Today three federal agencies released a proposed management plan for federally-controlled dams in the Columbia River Basin. The Bonneville Power Administration, Army Corps of Engineers and the Bureau of Reclamation released an environmental impact statement (EIS) evaluating the management of 14 dams and reservoirs that comprise the Columbia River Hydropower System. The statement proposes future management alternatives that affect communities along the Columbia and Snake Rivers, including one alternative that would remove the four federal dams on the lower Snake River.
The agencies’ preferred alternative is to increase the amount of water spilled over dams during the juvenile salmon migration to the ocean in the spring. While this action is anticipated to marginally increase salmon runs, the advantages for salmon would be modest compared to the dam breaching alternative.

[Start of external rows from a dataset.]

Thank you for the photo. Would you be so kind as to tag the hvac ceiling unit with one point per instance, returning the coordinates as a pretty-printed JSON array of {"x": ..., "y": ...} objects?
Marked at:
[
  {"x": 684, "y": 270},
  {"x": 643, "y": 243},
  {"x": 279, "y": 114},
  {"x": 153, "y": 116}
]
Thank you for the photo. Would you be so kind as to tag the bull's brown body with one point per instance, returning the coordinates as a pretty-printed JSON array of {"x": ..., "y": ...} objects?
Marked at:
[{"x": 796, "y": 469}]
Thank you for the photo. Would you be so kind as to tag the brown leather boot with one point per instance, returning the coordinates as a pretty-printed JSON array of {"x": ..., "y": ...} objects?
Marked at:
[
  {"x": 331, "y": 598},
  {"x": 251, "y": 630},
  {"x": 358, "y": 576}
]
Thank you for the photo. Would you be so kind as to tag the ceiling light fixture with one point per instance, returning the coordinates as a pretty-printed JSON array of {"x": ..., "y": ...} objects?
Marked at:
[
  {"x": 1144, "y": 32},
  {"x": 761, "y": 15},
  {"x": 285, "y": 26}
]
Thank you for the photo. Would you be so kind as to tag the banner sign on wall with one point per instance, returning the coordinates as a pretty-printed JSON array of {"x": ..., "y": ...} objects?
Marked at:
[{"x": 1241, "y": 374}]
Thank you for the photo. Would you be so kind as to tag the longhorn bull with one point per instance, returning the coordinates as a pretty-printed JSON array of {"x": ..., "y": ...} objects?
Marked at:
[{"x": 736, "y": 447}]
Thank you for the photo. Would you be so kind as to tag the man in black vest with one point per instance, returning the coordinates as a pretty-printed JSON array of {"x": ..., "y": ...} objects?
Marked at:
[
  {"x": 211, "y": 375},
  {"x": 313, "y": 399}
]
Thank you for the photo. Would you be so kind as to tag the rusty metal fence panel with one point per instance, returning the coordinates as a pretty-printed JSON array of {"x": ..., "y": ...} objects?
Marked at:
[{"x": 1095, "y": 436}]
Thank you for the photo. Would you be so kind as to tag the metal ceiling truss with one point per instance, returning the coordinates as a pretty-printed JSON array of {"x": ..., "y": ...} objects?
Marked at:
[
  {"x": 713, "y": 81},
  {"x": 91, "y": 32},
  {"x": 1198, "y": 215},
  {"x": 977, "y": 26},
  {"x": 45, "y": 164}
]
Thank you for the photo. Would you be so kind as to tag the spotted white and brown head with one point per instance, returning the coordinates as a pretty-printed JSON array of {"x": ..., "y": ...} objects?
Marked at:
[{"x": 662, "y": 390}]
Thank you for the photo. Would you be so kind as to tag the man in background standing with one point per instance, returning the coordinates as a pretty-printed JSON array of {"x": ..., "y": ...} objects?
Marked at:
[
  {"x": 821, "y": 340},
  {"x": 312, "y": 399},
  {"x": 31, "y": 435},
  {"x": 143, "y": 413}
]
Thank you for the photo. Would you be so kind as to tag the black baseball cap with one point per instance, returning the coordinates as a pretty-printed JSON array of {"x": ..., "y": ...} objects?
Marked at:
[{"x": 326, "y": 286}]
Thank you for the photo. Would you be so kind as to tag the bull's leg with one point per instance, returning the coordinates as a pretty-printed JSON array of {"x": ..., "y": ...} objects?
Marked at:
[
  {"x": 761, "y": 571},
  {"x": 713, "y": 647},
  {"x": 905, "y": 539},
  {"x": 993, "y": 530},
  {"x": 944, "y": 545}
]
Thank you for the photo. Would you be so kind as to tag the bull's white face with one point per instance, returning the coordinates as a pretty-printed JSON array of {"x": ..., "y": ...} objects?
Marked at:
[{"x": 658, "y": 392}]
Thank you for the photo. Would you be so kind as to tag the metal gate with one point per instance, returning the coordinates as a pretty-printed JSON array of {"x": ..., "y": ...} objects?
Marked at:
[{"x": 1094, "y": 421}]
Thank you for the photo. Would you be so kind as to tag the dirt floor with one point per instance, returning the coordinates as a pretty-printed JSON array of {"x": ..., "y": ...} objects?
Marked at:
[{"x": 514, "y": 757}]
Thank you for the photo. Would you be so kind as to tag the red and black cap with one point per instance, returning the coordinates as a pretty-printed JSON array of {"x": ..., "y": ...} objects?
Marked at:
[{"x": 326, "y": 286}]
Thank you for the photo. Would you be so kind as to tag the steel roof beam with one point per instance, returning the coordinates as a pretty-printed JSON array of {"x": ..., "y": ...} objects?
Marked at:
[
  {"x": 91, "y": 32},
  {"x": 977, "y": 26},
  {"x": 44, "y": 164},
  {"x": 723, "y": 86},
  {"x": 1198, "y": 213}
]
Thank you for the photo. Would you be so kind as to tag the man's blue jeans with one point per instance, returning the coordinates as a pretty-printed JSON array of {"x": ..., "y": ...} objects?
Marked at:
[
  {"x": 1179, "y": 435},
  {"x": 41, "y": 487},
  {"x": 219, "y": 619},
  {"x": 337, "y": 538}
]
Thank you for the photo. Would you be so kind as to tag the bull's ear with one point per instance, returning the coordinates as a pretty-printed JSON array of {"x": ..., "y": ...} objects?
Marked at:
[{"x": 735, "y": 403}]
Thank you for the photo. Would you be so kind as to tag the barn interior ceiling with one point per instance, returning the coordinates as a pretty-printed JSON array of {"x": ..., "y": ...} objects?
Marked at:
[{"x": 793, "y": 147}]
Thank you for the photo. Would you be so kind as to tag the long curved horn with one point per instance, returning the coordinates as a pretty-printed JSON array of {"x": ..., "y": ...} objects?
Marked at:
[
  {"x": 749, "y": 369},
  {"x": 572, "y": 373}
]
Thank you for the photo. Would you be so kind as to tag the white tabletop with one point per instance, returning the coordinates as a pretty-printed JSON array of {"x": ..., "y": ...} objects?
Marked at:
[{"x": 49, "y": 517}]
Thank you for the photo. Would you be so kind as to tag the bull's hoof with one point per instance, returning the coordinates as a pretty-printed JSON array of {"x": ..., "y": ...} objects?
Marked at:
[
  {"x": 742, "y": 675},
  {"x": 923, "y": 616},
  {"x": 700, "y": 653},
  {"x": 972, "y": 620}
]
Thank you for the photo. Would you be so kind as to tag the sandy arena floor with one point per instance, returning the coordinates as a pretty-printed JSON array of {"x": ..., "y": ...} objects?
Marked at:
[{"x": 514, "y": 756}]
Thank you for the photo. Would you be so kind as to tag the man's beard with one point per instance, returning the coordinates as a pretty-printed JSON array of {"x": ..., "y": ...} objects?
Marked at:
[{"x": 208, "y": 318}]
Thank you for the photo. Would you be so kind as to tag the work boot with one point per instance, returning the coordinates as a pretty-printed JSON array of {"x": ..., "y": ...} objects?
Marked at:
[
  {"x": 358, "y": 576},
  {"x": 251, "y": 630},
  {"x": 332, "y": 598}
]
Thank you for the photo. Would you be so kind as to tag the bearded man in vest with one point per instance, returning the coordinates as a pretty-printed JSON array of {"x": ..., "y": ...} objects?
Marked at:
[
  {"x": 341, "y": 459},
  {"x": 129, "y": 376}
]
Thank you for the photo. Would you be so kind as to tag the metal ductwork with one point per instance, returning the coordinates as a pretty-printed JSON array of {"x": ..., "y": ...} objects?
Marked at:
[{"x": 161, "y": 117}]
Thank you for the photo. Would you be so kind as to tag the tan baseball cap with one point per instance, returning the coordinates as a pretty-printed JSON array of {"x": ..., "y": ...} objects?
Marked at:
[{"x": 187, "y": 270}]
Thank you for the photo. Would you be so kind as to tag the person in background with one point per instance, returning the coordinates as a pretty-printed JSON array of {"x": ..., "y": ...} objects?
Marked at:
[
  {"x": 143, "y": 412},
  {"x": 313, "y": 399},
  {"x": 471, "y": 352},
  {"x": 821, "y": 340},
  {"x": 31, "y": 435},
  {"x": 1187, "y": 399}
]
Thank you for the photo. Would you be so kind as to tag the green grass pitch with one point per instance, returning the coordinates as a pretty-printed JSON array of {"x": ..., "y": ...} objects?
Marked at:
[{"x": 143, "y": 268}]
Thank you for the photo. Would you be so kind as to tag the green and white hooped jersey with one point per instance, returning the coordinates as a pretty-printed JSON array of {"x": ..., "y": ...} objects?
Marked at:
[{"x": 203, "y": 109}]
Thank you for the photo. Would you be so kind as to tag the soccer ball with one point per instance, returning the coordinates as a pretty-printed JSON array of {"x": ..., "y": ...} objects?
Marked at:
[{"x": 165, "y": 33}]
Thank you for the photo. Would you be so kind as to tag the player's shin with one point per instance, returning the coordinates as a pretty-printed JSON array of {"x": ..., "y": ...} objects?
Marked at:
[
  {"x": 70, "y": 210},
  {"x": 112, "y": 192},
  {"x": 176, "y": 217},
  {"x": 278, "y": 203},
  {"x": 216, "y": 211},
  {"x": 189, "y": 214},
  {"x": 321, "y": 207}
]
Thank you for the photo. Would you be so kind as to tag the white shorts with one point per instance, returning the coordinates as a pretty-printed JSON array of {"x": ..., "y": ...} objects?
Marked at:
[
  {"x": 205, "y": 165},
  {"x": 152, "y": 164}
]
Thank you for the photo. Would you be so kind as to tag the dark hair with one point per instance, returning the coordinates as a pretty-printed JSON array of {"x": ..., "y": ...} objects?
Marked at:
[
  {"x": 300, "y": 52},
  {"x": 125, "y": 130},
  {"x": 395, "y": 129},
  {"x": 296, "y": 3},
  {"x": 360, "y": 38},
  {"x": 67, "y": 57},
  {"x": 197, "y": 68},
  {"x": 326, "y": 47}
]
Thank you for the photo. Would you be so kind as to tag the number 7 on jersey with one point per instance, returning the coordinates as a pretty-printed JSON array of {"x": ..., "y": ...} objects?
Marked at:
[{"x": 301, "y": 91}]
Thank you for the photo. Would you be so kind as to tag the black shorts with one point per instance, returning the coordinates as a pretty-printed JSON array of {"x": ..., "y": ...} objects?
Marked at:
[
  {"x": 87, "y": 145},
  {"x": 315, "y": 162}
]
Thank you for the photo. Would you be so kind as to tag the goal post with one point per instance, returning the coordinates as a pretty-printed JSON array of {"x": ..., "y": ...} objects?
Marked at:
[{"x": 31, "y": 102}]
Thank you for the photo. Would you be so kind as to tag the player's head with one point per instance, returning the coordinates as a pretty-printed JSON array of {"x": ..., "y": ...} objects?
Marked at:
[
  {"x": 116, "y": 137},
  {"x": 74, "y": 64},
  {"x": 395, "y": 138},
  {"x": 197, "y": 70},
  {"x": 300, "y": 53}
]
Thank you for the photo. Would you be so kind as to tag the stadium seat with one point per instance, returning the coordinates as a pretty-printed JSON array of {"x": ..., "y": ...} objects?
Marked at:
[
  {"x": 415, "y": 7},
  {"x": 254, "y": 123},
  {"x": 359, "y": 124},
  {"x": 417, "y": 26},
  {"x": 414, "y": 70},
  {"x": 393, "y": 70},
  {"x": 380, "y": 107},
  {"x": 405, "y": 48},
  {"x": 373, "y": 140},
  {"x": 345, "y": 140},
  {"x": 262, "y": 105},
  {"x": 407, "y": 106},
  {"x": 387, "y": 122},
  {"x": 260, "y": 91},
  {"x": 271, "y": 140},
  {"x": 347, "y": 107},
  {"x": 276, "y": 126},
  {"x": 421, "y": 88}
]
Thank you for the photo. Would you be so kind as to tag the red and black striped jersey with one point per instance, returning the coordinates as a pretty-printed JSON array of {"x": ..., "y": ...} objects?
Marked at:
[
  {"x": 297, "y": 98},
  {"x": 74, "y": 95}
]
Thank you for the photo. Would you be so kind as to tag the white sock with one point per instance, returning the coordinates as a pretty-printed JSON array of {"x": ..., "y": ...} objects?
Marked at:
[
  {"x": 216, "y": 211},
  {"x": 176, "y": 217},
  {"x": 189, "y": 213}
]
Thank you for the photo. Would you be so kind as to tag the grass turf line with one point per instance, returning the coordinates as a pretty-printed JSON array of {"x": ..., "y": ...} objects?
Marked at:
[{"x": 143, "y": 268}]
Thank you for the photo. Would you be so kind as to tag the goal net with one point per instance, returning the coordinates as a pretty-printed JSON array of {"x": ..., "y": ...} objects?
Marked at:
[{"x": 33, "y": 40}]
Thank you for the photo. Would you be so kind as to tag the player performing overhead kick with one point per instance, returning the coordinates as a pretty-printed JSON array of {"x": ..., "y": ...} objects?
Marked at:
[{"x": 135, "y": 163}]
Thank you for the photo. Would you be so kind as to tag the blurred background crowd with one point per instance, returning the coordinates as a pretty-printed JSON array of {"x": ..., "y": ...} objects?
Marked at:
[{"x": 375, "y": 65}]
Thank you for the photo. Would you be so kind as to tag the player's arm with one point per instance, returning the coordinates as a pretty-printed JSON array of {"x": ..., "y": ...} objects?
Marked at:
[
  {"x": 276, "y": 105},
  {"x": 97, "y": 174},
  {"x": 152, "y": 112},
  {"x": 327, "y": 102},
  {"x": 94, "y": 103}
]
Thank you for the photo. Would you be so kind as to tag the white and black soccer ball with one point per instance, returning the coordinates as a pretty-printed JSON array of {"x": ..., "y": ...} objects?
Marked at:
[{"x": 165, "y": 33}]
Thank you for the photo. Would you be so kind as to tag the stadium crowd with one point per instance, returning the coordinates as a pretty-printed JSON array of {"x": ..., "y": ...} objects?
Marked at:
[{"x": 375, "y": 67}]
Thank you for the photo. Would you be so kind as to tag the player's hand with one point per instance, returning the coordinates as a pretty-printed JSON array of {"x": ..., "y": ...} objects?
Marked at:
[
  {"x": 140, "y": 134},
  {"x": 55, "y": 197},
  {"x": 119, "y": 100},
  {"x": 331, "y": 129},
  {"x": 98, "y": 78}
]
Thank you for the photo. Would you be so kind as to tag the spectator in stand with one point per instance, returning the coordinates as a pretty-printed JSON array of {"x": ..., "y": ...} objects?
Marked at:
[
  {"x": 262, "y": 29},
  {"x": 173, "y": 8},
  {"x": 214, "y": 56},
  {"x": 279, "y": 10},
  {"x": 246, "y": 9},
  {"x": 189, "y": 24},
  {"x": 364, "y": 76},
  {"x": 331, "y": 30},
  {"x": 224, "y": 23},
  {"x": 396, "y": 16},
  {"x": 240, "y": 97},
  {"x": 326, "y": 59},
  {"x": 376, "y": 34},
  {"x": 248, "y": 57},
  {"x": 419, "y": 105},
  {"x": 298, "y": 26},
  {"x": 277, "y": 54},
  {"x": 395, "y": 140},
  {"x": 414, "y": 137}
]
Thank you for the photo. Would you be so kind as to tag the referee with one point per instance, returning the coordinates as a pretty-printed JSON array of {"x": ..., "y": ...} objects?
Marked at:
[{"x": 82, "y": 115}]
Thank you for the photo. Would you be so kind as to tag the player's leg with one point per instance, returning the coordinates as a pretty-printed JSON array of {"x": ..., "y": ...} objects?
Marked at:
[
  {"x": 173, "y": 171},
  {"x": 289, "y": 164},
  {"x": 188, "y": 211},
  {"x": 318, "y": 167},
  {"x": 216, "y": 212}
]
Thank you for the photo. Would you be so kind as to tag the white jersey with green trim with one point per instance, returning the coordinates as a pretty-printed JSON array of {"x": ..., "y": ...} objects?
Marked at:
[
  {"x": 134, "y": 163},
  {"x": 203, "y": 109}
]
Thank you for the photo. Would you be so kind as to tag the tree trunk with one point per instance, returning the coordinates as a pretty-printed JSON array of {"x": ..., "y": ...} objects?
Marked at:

Quinn Read, director of Northwest programs for Defenders of Wildlife, issued this statement:
“With southern resident orcas on the brink of extinction, there is no time to waste. Restoring salmon runs by breaching the four lower Snake River dams is necessary to put orcas back on the path towards survival, but to do this, we all need to work together. The Northwest doesn’t have to choose between orcas and clean energy. We can ensure a future for both wildlife and rural communities by working with stakeholders across the region to create a comprehensive plan that meets everyone’s needs. It’s time for our elected officials to step in and do what the Trump administration won’t and create a wholistic plan that restores the Snake River before we lose these orcas forever.”
Dam management in the Columbia River Basin
· There are several federal agencies that manage the dams on the Columbia and Snake Rivers: the Bonneville Power Administration, which markets the energy from the dams to electric utilities; and the Army Corps of Engineers and the Bureau of Reclamation, which operate and maintain the infrastructure of the dams.
· These agencies were ordered by a federal court to produce an Environmental Impact Statement updating the management of 14 federal dams in the Columbia Basin, which includes the four lower Snake River dams. This requirement is the result of decades-long litigation regarding the effect these federal dams have on salmon. Several organizations, including Native American tribes, environmental groups and fishing organizations, have repeatedly challenged the lack of a legal salmon recovery program.
· One of the leading causes of the decrease in Chinook salmon are the existence of hydroelectric dams in the Columbia River Basin, which includes four dams on the lower Snake River. These dams directly affect salmon runs by providing physical barriers to both adult salmon returning to the river to spawn and juvenile salmon migrating to the ocean.
· The lower Snake River is the largest tributary of the Columbia River. Before Europeans began colonizing the region in the early 1800s, roughly half of all the salmon returning to the mouth of the Columbia River were bound for the Snake River.
Dam removal and southern resident orcas
· Southern resident orcas are critically endangered, with only 72 left in the wild.
· These orcas, which live off the West coast, are facing extinction because their primary food source, Chinook salmon, have declined across the Northwest.
· While these once-epic salmon runs are a shadow of what they once were, salmon scientists have suggested that removing the four dams on the lower Snake River could recover these threatened salmon runs, resulting in approximately 1 million adult Chinook salmon returning to the mouth of the Columbia River every year.
· This would provide orcas with a substantial and critical source of food in their winter habitat range (the west coast of the U.S.). Leading orca scientists have said that orca recovery may be impossible if these dams are not removed.